Reflecting on the programme the most troubling thought for me is that pigs are so intelligent. Research has shown that pigs can actually play video games better than some primates, that they communicate with different noises, that mother pigs sing to their young. Those who have studied pigs have discovered that they display many human emotions and that they are very loyal. So when they followed the women on the island on their trek to a new beach they were demonstrating their loyalty. When they slept close to the women and enjoyed physical contact they were showing how pigs quickly form social units. What a shame they were re-payed by having their throats slit.
In the circumstances that the women faced on the island I can empathise with their decision. They were starving. I don’t think I would have done it though.
Although I used to love meat I have seen so clearly now that I can have a delicious and healthy diet without the need to eat animals. I never thought that I had an internal conflict about eating meat going on but in retrospect I can see that my love of animals and my meat eating habits didn’t go well together. To some extent my conscience was bothered by the contradiction.
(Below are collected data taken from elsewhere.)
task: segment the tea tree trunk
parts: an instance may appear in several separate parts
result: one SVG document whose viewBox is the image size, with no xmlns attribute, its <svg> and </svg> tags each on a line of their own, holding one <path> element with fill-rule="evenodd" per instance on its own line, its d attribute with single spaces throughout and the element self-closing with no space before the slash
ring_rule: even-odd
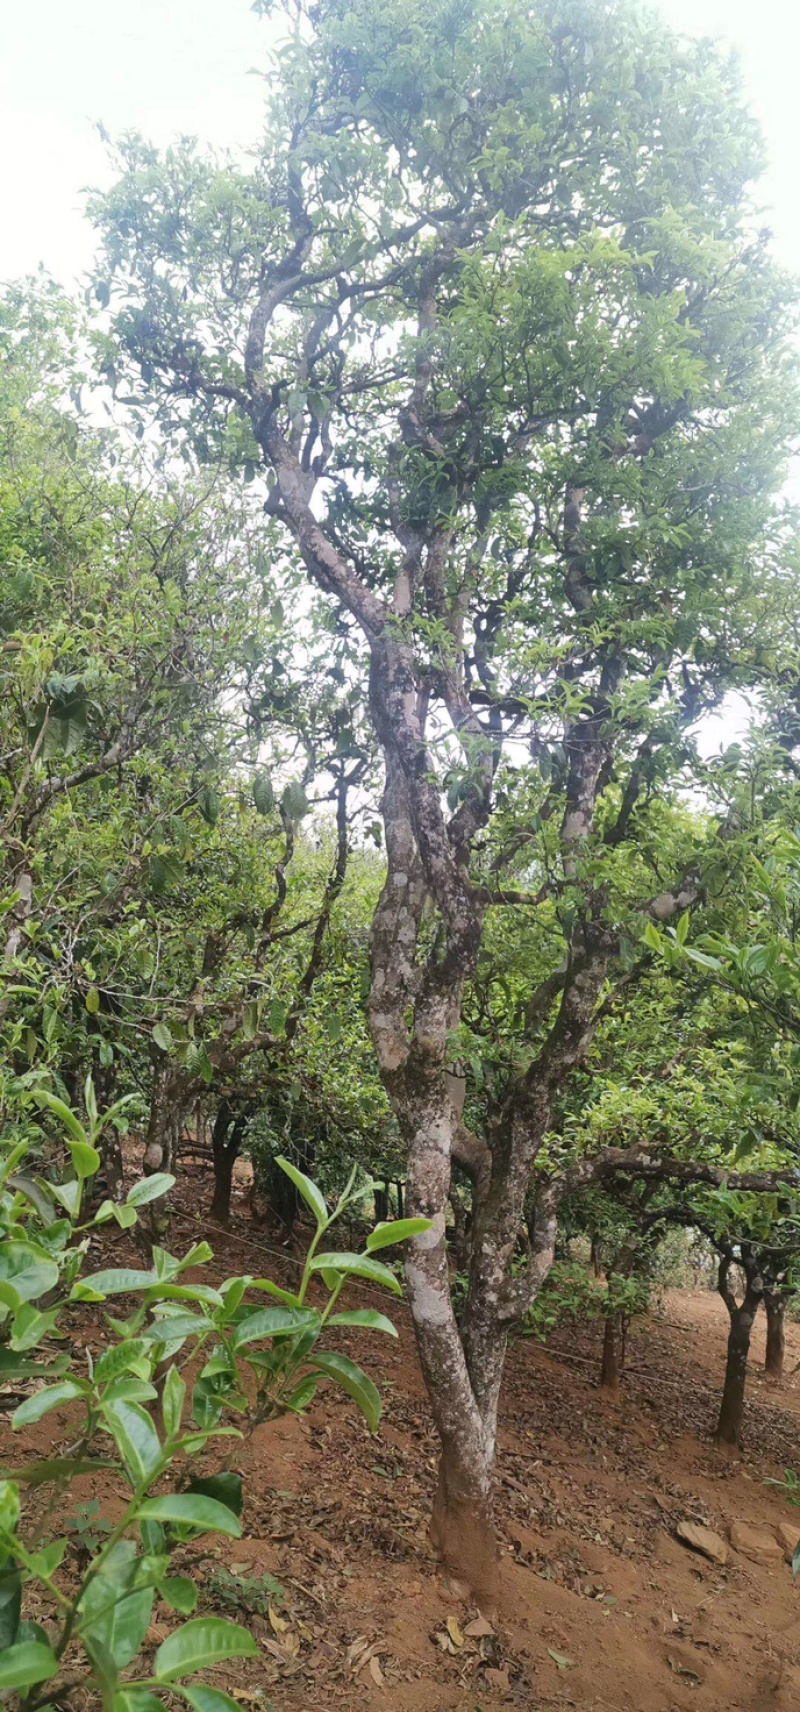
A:
<svg viewBox="0 0 800 1712">
<path fill-rule="evenodd" d="M 603 1358 L 600 1364 L 600 1389 L 616 1395 L 622 1377 L 623 1325 L 621 1314 L 606 1314 L 603 1332 Z"/>
<path fill-rule="evenodd" d="M 764 1372 L 773 1384 L 780 1385 L 783 1380 L 783 1365 L 786 1355 L 786 1297 L 782 1290 L 764 1291 L 764 1308 L 767 1315 L 767 1353 L 764 1361 Z"/>
<path fill-rule="evenodd" d="M 741 1302 L 737 1300 L 731 1286 L 731 1268 L 737 1262 L 741 1265 L 746 1280 L 745 1294 Z M 730 1251 L 723 1254 L 719 1264 L 717 1289 L 728 1310 L 730 1330 L 728 1332 L 728 1350 L 725 1363 L 725 1383 L 715 1437 L 718 1444 L 738 1448 L 742 1442 L 744 1393 L 747 1382 L 750 1337 L 753 1321 L 764 1294 L 764 1285 L 755 1261 L 751 1260 L 746 1253 L 740 1257 L 734 1256 Z"/>
</svg>

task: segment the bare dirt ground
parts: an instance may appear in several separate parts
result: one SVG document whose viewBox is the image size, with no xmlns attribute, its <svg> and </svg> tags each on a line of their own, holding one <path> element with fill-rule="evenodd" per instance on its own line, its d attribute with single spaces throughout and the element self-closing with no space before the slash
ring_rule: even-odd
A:
<svg viewBox="0 0 800 1712">
<path fill-rule="evenodd" d="M 196 1210 L 208 1196 L 204 1175 L 184 1185 L 174 1248 L 207 1235 L 214 1276 L 244 1270 L 290 1281 L 288 1255 L 277 1261 L 251 1246 L 260 1238 L 243 1201 L 223 1233 Z M 111 1240 L 121 1258 L 127 1238 Z M 76 1339 L 99 1347 L 102 1324 L 82 1312 Z M 783 1562 L 736 1553 L 720 1569 L 675 1537 L 681 1519 L 723 1535 L 737 1519 L 800 1524 L 800 1510 L 765 1484 L 800 1469 L 800 1375 L 792 1371 L 800 1327 L 789 1328 L 789 1377 L 775 1391 L 760 1377 L 758 1324 L 746 1450 L 732 1461 L 710 1443 L 727 1332 L 715 1295 L 673 1292 L 634 1330 L 619 1402 L 597 1390 L 595 1328 L 562 1331 L 547 1348 L 516 1342 L 498 1464 L 502 1608 L 490 1630 L 438 1574 L 428 1548 L 435 1440 L 402 1305 L 394 1317 L 397 1343 L 342 1336 L 341 1347 L 380 1385 L 379 1435 L 332 1390 L 307 1418 L 261 1426 L 235 1453 L 245 1537 L 216 1544 L 209 1536 L 186 1548 L 200 1609 L 249 1623 L 261 1642 L 258 1660 L 212 1673 L 220 1686 L 263 1712 L 789 1712 L 800 1704 L 800 1578 L 795 1585 Z M 69 1440 L 67 1410 L 47 1416 L 24 1444 L 2 1419 L 4 1463 L 34 1448 L 55 1454 Z M 206 1471 L 221 1456 L 210 1450 Z M 79 1489 L 72 1515 L 54 1517 L 51 1531 L 63 1533 L 76 1501 L 97 1496 Z M 113 1514 L 116 1495 L 99 1496 Z M 265 1574 L 282 1596 L 254 1598 Z M 157 1613 L 153 1645 L 175 1621 Z"/>
</svg>

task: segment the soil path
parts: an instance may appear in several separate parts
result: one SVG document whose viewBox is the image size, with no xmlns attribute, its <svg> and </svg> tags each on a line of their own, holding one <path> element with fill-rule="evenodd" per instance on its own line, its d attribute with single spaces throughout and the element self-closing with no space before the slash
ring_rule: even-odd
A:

Having made the decision that I will never eat meat again I do not feel restricted, instead I feel liberated. No more tussling with my conscience and wondering what the right decision is, I am sorted. I didn’t make the decision because of my love of animals but now that I have made it I am so much happier and I have much more peace of mind.
Life throws all sorts of dilemma’s in our way and we all make different choices. The most important thing is that we do what is right for us. We all seek happiness in life and happiness comes from a calm mind, not one that is struggling to cope with the decisions that we have made.
Sometimes we can go for years making the same decision over and over again without really recognising that we have a choice. Learning to look at things a fresh could make a massive difference to your life. If you make a decision that you have been avoiding, you might discover a peace of mind that you didn’t know was possible. Imagine that.